Beykoz doğumlu 29 yaşındaki Mahmut Saklı’nın ‘Sevda’ tanımıyla başladığı işle gazozun tekrar canlanmasının nasıl kesiştiğini öğrenirken siz de çocukluğunuzun içeceğini arıyor, kapağının açılma sesi ve tadıyla nostaljik bir serinlik yaşamak istiyorsanız, yolunuzu Vefa ya da Balat’taki ‘Sevda Gazozcusu’na düşürmeyi unutmayın diyoruz.

Öncelikle sizin gazoz hikâyenizden başlayalım. Nasıl ve ne zaman bu işe başladınız, neden ‘Sevda Gazoz’?
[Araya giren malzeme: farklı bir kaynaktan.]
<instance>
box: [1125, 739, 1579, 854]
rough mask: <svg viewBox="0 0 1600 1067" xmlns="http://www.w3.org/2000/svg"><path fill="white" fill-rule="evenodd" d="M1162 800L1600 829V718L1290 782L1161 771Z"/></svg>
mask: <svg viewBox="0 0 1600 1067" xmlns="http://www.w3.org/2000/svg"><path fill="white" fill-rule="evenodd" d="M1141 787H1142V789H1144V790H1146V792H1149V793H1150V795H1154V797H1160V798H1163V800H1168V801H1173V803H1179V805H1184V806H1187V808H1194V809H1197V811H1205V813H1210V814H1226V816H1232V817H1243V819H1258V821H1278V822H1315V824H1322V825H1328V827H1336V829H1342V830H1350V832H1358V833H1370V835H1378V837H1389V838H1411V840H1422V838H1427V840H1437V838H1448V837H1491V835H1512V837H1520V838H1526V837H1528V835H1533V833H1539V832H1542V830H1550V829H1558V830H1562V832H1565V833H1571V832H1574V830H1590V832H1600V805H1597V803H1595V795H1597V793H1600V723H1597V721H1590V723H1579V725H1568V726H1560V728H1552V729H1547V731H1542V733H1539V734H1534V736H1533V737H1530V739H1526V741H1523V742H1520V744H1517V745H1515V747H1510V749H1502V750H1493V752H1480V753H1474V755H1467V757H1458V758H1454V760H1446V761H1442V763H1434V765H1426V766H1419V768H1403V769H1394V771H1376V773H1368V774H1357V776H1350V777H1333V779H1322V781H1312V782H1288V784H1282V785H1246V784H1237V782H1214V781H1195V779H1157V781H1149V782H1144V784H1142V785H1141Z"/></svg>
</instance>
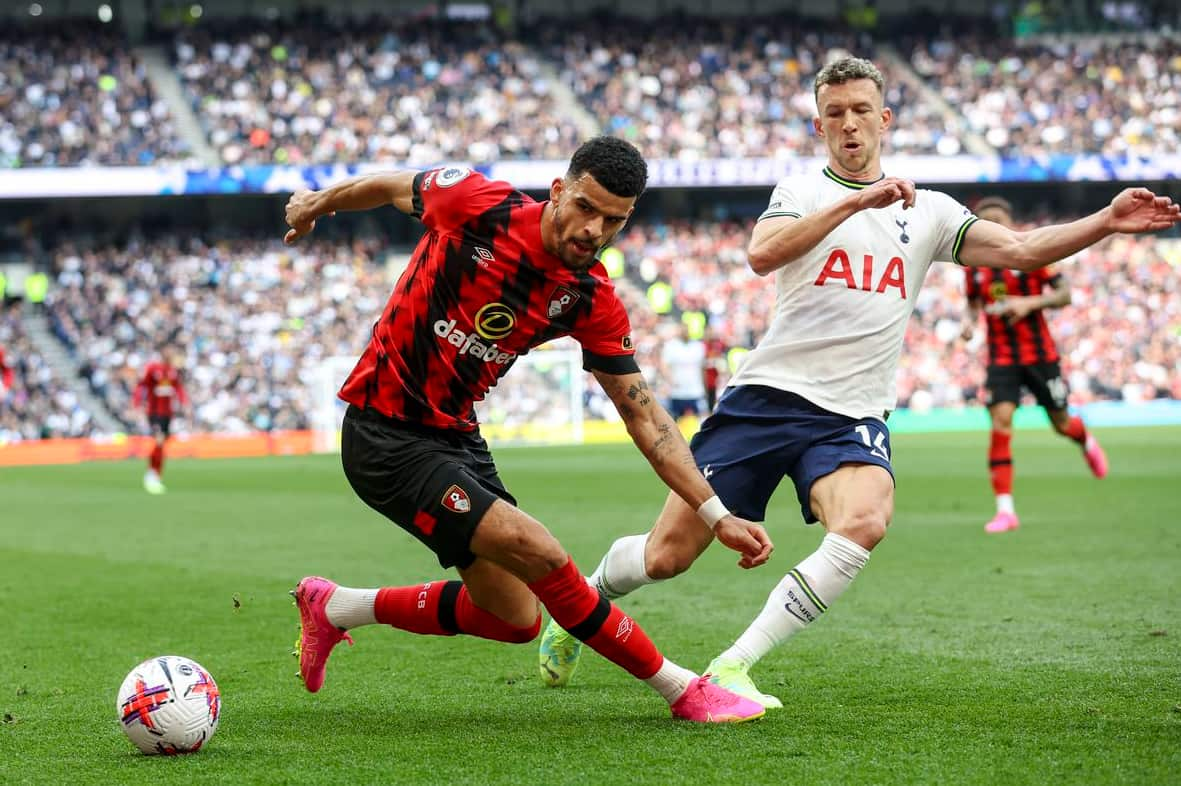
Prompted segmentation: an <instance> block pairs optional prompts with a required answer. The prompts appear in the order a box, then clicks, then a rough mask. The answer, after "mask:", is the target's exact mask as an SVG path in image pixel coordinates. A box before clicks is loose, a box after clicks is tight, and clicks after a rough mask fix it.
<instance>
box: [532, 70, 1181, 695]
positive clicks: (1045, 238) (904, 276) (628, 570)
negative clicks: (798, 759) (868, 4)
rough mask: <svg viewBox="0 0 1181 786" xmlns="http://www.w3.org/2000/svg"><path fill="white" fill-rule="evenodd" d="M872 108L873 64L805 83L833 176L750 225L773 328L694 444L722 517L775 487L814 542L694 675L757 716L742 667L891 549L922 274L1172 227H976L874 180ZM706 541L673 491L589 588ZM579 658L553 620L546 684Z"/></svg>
mask: <svg viewBox="0 0 1181 786" xmlns="http://www.w3.org/2000/svg"><path fill="white" fill-rule="evenodd" d="M882 96H883V86H882V76H881V73H880V72H879V71H877V68H876V67H875V66H874V65H873V64H872V63H869V61H868V60H862V59H859V58H844V59H841V60H836V61H834V63H831V64H830V65H828V66H826V67H824V68H823V70H822V71H821V72H820V73H818V74H817V77H816V84H815V98H816V107H817V112H818V117H816V118H814V120H813V124H814V126H815V129H816V133H817V135H818V136H820V137H821V138H823V139H824V143H826V145H827V146H828V166H826V168H824V170H823V171H822V172H818V173H815V175H811V176H807V177H798V178H787V179H784V181H782V182H781V183H779V184H778V185H777V186H776V188H775V191H774V192H772V195H771V199H770V204H769V207H768V209H766V210H765V211H764V212H763V215H762V216H761V218H759V221H758V223H757V224H756V225H755V230H753V234H752V236H751V240H750V244H749V247H748V256H749V261H750V267H751V269H753V270H755V273H757V274H758V275H761V276H765V275H769V274H772V273H774V274H775V276H776V284H777V294H776V302H775V315H774V319H772V322H771V326H770V328H769V330H768V333H766V335H764V336H763V339H762V340H761V341H759V343H758V346H757V347H756V348H755V349H753V351H752V352H751V353H750V355H749V356H748V359H746V361H745V363H743V366H742V368H740V369H739V372H738V373H737V374H736V376H735V378H733V379H732V380H731V381H730V386H729V387H727V389H726V392H725V393H724V394H723V397H722V399H720V400H719V401H718V406H717V410H716V411H715V413H713V414H712V415H711V417H710V418H707V419H706V420H705V423H704V424H703V426H702V431H700V433H698V434H697V435H696V437H694V438H693V440H692V443H691V446H692V450H693V458H694V460H696V461H697V464H698V466H699V467H700V469H702V471H703V473H704V474H705V477H706V478H709V480H710V483H711V484H712V485H713V489H715V491H716V492H717V493H718V496H719V497H720V499H722V502H723V503H724V504H725V506H726V507H727V509H729V510H732V511H735V512H736V513H737V515H739V516H742V517H745V518H748V519H751V520H756V522H758V520H762V519H763V518H764V513H765V506H766V502H768V499H769V498H770V496H771V493H772V492H774V491H775V489H776V486H777V485H778V484H779V482H781V480H782V479H783V478H784V477H791V479H792V482H794V483H795V486H796V493H797V496H798V499H800V504H801V507H802V511H803V516H804V520H805V522H809V523H811V522H816V520H820V522H821V523H822V524H823V526H824V530H826V535H824V538H823V539H822V542H821V544H820V548H818V549H817V550H816V551H815V552H813V554H811V555H809V556H807V557H804V559H803V561H801V562H800V563H798V564H796V565H795V566H794V568H792V569H791V570H789V571H788V574H787V575H785V576H784V577H783V578H782V579H781V581H779V582H778V584H777V585H776V587H775V589H772V590H771V594H770V597H769V598H768V600H766V604H765V605H764V608H763V610H762V611H761V613H759V614H758V616H757V617H756V618H755V620H753V622H751V624H750V627H749V628H748V629H746V630H745V633H743V634H742V635H740V636H739V637H738V640H737V641H736V642H735V644H733V646H732V647H730V648H729V649H727V650H725V651H724V653H722V654H720V655H719V656H718V657H716V659H715V660H713V662H712V663H710V666H709V668H707V669H706V670H707V672H709V673H710V674H712V675H713V680H715V681H716V682H718V683H719V685H723V686H725V687H726V688H729V689H730V690H733V692H736V693H739V694H743V695H745V696H748V697H750V699H753V700H756V701H761V702H762V703H764V705H765V706H768V707H781V706H782V705H781V702H779V700H778V699H776V697H775V696H770V695H766V694H763V693H762V692H759V690H758V689H757V688H756V687H755V683H753V682H752V681H751V679H750V676H749V674H748V673H749V670H750V668H751V667H752V666H755V663H757V662H758V661H759V660H761V659H762V657H763V656H764V655H766V654H768V653H769V651H770V650H771V649H772V648H775V647H776V646H778V644H781V643H783V642H784V641H785V640H787V638H788V637H789V636H791V635H792V634H794V633H796V631H798V630H802V629H803V628H804V627H805V625H808V624H809V623H811V622H814V621H815V620H816V618H817V617H820V616H821V614H823V613H824V610H826V609H827V608H828V607H829V605H831V603H833V602H834V601H836V598H837V597H840V595H841V594H842V592H843V591H844V590H846V588H848V585H849V583H850V582H852V581H853V579H854V578H855V577H856V575H857V574H859V572H860V571H861V569H862V568H864V565H866V562H867V561H868V559H869V552H870V551H872V550H873V549H874V546H876V545H877V544H879V543H880V542H881V539H882V538H883V537H885V536H886V526H887V525H888V524H889V520H890V517H892V515H893V512H894V478H893V473H892V470H890V461H889V457H890V452H889V432H888V430H887V428H886V418H887V417H888V414H889V411H890V408H892V407H893V406H894V401H895V393H894V372H895V369H896V367H898V359H899V354H900V352H901V348H902V339H903V333H905V330H906V322H907V320H908V317H909V315H911V312H912V309H913V308H914V300H915V296H916V295H918V293H919V287H920V286H921V284H922V280H924V276H925V275H926V273H927V268H928V267H929V266H931V263H932V261H934V260H939V261H946V262H955V263H959V264H971V266H981V267H996V268H1016V269H1019V270H1035V269H1038V268H1042V267H1044V266H1048V264H1050V263H1052V262H1055V261H1057V260H1061V258H1063V257H1066V256H1070V255H1071V254H1075V253H1077V251H1079V250H1082V249H1084V248H1087V247H1088V245H1091V244H1092V243H1095V242H1097V241H1098V240H1101V238H1103V237H1107V236H1108V235H1111V234H1115V232H1143V231H1155V230H1161V229H1167V228H1169V227H1172V225H1174V224H1175V223H1177V221H1179V220H1181V216H1179V207H1177V205H1175V204H1173V202H1172V199H1169V198H1168V197H1159V196H1156V195H1155V194H1153V192H1151V191H1149V190H1147V189H1143V188H1134V189H1125V190H1123V191H1121V192H1120V194H1118V195H1117V196H1116V197H1115V198H1114V199H1113V201H1111V203H1110V204H1109V205H1108V207H1105V208H1103V209H1102V210H1100V211H1098V212H1095V214H1091V215H1090V216H1087V217H1085V218H1081V220H1078V221H1075V222H1071V223H1068V224H1057V225H1051V227H1043V228H1038V229H1033V230H1030V231H1014V230H1012V229H1010V228H1007V227H1003V225H1001V224H998V223H993V222H988V221H981V220H978V218H977V217H976V216H973V215H972V214H971V212H970V211H968V210H967V209H966V208H964V207H963V205H961V204H959V203H958V202H955V199H953V198H951V197H950V196H947V195H945V194H940V192H938V191H928V190H916V189H915V186H914V183H912V182H911V181H908V179H905V178H900V177H886V176H885V175H883V173H882V169H881V159H880V156H881V138H882V135H883V133H885V132H886V131H888V130H889V127H890V123H892V120H893V113H892V112H890V110H889V109H888V107H886V106H883V103H882ZM711 539H712V535H711V532H710V531H709V530H707V529H706V528H704V526H702V519H700V518H699V517H698V515H697V512H696V511H693V509H692V507H690V506H689V505H687V504H686V503H684V502H683V500H681V499H680V498H678V497H677V496H676V494H670V496H668V499H667V502H666V503H665V507H664V511H663V512H661V513H660V517H659V518H658V519H657V523H655V525H654V526H653V528H652V531H651V532H648V533H646V535H635V536H629V537H625V538H620V539H619V541H616V542H615V543H614V544H612V546H611V549H609V550H608V551H607V554H606V556H605V557H603V558H602V562H601V563H600V564H599V566H598V568H596V569H595V572H594V574H593V575H592V576H591V578H589V581H591V582H592V583H594V584H595V585H596V587H598V588H599V589H600V590H601V591H602V592H603V594H606V596H607V597H609V598H616V597H620V596H622V595H626V594H627V592H631V591H632V590H634V589H638V588H639V587H642V585H645V584H651V583H653V582H657V581H660V579H665V578H670V577H672V576H676V575H678V574H680V572H683V571H685V570H686V569H687V568H689V566H690V565H691V564H692V563H693V561H694V559H696V558H697V556H698V555H700V554H702V551H704V550H705V548H706V546H707V545H709V544H710V541H711ZM739 564H742V562H740V563H739ZM576 644H578V642H576V640H574V638H572V637H569V636H568V635H567V634H565V631H562V630H561V628H557V627H556V625H554V624H553V623H550V625H549V627H548V628H547V630H546V633H544V635H543V636H542V642H541V674H542V679H543V681H546V682H547V683H548V685H555V686H556V685H565V683H566V682H568V681H569V677H570V675H572V674H573V672H574V667H575V666H576V663H578V659H579V650H578V647H576Z"/></svg>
İstanbul Üniversitesi’ne 2012 yılında başladım. Öğrencilik dönemim Fatih, Beyazıt ve Vefa semtinde geçti. Bu yıllarda sürekli çalışıyordum ve ticaretle uğraşıyordum. Küçük bir köfte dükkânı açmıştım ve global içeceklere yer vermiyordum. O dönemde bu firmalara tepki vermek amacıyla yere dökülen içecekler, yakılan dolarlar, kurulan dolar turşuları karşısında farklı bir tepki vermem gerektiğini düşünüyordum. Bir gün öğretmenim dükkânıma ziyarete geldi. Gazozu çok sevdiğini söyledi ve “Benim için gazoz koyar mısın?” dedi. Yerli ürün olması kaydıyla koyabileceğimi söyledim. Ve o gün internette gazoz fiyatlarını inceledim, neler olduğuna baktım. Nostaljik, çeşit çeşit gazozların var olduğunu gördüm. Merak ederek üretimde olup olmadıklarını araştırmaya başladım. Birçoğu kapansa da faaliyette olan 30-40 çeşit yerel gazozun var olduğunu gördüm ve onları dükkânımda vitrin olarak kullandım. Üniversiteye gidip gelirken ticari hayatım da ilerliyordu, şu anda Vefa’da bulunan şubemizin devredildiğini gördüm. “Acaba burayı devralıp gazozcu mu açsam?”” şakayla karışık konuşurken ciddiye dönen bir serüven oldu. İlk başladığımızda ismimiz Vefa idi fakat patent problemi yaşadık. Memleket sevdamızla da yola çıktığımız için adını Sevda Gazozu koyduk. Yaklaşık 5 yıldır Sevda Gazozcu olarak faaliyetlerimize devam ediyoruz.
Sadece Türkler Sahiplendi
Hangi aşamalardan geçtiniz ve şu anda vardığınız noktayı anlatır mısınız, bu çerçevede hedefleriniz nelerdir?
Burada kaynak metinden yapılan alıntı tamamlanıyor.